Swiss jazz trumpeter (born 1955)

Peter Schärli (29 May 1955) is a Swiss jazz trumpeter.

== Biography ==
When he was ten years old, he started to learn trumpet. He continued his studies at the Lucern jazz school while working as a clerk. He joined the blues band Exodus as a singer, pianist, and trumpeter in 1974. From 1977 to 1981, he attended the Swiss jazz school in Bern and graduated with a master's degree. He worked with Urs Blöchlinger and John Wolf Brennan.

In 1982, he formed a trio with Marco Kappeli and Thomas Durst. The group expanded to a quartet with the addition of Hans Koch and guitarist Giancarlo Nicolai. Koch's place was taken by Roland Philipp, and Glenn Ferris also became a member. In 1994, the Peter Schärli Special sextet was formed with Ferris, Tom Varner, Dürst, Hans Feigenwinter, and Béatrice Graf.

Schärli has worked with Johannes Bauer, Christy Doran, Rick Margitza, Co Streiff, Gerry Hemingway, Paul Rutherford, Werner Lüdi, and Dom Um Romão.

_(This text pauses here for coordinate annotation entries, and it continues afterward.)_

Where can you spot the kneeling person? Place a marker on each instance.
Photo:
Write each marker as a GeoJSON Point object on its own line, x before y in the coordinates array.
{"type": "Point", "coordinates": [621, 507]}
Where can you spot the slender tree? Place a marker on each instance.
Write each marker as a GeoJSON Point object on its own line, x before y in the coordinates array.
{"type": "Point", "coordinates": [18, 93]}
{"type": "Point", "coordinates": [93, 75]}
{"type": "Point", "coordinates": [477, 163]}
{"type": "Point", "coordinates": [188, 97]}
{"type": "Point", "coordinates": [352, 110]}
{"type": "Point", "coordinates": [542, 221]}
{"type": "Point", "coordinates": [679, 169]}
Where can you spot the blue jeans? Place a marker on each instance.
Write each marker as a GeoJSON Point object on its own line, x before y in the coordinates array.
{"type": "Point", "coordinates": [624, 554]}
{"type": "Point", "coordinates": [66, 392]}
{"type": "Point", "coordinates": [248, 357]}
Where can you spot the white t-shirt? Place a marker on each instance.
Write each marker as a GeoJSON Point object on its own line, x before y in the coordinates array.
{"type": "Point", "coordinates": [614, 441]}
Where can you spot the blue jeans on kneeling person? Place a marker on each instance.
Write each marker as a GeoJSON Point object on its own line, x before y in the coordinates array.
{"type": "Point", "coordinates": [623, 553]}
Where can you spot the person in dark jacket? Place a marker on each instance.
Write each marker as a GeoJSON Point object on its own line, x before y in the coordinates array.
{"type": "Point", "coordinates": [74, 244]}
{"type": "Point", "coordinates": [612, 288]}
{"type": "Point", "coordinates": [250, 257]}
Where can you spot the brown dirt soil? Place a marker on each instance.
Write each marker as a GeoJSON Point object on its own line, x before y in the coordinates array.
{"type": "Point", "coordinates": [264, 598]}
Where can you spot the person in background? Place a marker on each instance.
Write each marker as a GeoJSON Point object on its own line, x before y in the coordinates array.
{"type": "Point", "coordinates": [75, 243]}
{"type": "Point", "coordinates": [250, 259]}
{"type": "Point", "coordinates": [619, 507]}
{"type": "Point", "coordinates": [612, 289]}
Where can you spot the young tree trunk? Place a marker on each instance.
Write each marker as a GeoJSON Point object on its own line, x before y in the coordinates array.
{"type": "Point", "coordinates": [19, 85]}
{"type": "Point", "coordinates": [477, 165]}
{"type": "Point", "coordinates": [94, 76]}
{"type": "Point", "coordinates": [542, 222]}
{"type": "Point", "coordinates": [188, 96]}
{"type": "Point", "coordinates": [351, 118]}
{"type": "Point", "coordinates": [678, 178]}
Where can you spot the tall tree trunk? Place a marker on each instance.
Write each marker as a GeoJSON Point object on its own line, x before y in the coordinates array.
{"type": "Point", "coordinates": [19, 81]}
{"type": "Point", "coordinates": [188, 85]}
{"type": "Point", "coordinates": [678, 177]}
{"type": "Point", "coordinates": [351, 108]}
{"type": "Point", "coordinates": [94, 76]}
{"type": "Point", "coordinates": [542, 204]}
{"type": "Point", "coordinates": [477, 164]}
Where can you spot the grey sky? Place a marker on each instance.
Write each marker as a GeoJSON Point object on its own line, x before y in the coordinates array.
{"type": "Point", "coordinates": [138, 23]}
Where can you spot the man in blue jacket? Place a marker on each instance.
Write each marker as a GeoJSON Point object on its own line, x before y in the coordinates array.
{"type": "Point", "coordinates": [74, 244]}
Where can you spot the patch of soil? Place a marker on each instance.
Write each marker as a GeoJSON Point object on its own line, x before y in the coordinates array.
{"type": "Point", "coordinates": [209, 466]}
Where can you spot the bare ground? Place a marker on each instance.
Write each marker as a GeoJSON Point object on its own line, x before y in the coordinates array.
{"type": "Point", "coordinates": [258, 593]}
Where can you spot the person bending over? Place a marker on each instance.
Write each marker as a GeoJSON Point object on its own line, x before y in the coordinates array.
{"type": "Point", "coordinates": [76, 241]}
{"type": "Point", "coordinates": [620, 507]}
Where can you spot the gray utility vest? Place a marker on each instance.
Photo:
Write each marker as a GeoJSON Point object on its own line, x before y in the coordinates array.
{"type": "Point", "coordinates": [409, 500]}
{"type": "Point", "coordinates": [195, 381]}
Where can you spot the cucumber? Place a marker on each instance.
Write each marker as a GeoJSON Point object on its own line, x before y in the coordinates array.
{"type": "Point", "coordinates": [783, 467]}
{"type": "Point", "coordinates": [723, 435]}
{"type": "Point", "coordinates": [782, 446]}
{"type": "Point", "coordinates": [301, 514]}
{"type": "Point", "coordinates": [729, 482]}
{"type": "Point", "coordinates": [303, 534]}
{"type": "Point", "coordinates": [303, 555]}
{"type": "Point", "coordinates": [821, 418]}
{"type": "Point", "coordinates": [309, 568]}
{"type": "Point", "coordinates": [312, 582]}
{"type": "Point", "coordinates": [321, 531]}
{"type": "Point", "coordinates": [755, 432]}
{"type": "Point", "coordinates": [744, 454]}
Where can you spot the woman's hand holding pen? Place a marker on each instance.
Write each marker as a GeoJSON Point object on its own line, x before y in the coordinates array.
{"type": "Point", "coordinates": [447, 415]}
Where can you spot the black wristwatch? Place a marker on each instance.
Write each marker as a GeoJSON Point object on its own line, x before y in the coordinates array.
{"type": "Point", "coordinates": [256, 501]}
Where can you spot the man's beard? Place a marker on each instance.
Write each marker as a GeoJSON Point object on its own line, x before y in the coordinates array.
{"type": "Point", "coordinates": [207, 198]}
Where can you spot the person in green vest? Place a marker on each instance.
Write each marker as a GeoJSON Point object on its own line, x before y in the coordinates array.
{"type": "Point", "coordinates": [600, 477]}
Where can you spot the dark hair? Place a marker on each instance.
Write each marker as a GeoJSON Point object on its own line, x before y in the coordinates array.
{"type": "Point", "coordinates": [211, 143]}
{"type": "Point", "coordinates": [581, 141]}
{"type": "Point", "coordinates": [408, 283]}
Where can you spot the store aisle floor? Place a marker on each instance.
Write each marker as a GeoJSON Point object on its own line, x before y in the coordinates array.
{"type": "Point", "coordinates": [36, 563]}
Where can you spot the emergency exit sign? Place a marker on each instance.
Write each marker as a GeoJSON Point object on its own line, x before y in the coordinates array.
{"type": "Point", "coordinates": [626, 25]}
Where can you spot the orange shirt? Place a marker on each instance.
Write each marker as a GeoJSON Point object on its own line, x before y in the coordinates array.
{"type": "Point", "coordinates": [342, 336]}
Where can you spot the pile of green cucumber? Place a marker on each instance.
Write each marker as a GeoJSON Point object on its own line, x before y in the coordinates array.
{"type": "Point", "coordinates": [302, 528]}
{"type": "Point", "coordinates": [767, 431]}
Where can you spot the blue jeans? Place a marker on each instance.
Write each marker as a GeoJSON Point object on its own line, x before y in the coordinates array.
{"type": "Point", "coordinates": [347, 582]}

He also performed in several circuses like Federlos. Since 1981, Schärli has been teaching at the Lucerne School of Music. He is the son of the previous member of the Swiss National Council, Hans Schärli (1925–2014).

== Awards ==
In the jazz poll of the Brazilian daily newspaper Tribuna da Imprensa Schärli was chosen trumpeter of the year 2006.